“His Majesty has recovered and wishes his ministers to meet him in the Palace to consider the question of his abdication in your favor. That is what this summons means.”

“What does Wang Yun think of the scheme?”

  “Wang Yun has already begun the construction of the Terrace of Abdication and only awaits my lord’s arrival.”

  “Last night I dreamed a dragon coiled round my body,” said Dong Zhuo GREatly pleased, “and now I get this happy tidings! I must not neglect the opportunity.”

  So Dong Zhuo gave instructions to his four trusted generals for the safekeeping of his city. Li Jue, Guo Si, Fan Chou, and Zhang Ji were to guard Meiwo with three thousand troops of the Flying Bear Army. Then Dong Zhuo announced his intention of starting on the morrow.

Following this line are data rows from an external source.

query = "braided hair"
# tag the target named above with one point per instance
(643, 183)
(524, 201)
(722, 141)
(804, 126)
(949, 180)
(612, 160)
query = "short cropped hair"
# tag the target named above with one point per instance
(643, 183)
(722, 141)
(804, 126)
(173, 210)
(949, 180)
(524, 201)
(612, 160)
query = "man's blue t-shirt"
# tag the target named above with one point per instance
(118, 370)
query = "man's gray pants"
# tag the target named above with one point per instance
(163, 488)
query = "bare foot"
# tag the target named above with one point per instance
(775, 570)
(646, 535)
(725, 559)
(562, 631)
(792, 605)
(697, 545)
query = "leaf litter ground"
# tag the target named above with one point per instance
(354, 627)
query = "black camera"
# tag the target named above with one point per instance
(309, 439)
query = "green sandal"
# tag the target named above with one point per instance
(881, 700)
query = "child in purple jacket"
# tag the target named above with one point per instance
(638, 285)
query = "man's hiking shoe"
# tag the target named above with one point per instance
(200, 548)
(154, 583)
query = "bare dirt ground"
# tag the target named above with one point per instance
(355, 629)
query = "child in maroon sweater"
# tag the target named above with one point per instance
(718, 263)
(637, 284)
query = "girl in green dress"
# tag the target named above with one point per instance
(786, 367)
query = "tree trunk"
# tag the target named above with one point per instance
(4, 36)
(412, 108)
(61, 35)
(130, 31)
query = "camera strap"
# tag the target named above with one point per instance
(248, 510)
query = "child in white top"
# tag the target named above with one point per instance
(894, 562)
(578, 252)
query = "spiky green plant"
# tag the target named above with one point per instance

  “When I am Emperor, you shall be Commander of the Capital District,” said he.

  “Your minister thanks you,” said Li Su.

  Dong Zhuo went to bid farewell to his ninety-year-old mother.

  “Whither are you going, my son?” asked she.

  “I go to receive the abdication of Han; and soon you will be the Empress.”

“I have been feeling nervous and creepy these few days. It is a bad sign.”

“Anyone about to become the Mother of the State must have premonitions,” said her son.

He left her with these words.

Just before starting, he said to Diao Chan, “When I am Emperor, you shall be Lady of the Palace.”

She bowed low thanking him, but she knew and inwardly rejoiced.

Dong Zhuo went out, mounted his carriage,

and began his journey to Capital Changan with an imposing escort.

Less than ten miles the wheel of his carriage broke.

He left it and mounted a horse.

Another ten miles the horse snorted and neighed,

threw up his head and snapped the reins.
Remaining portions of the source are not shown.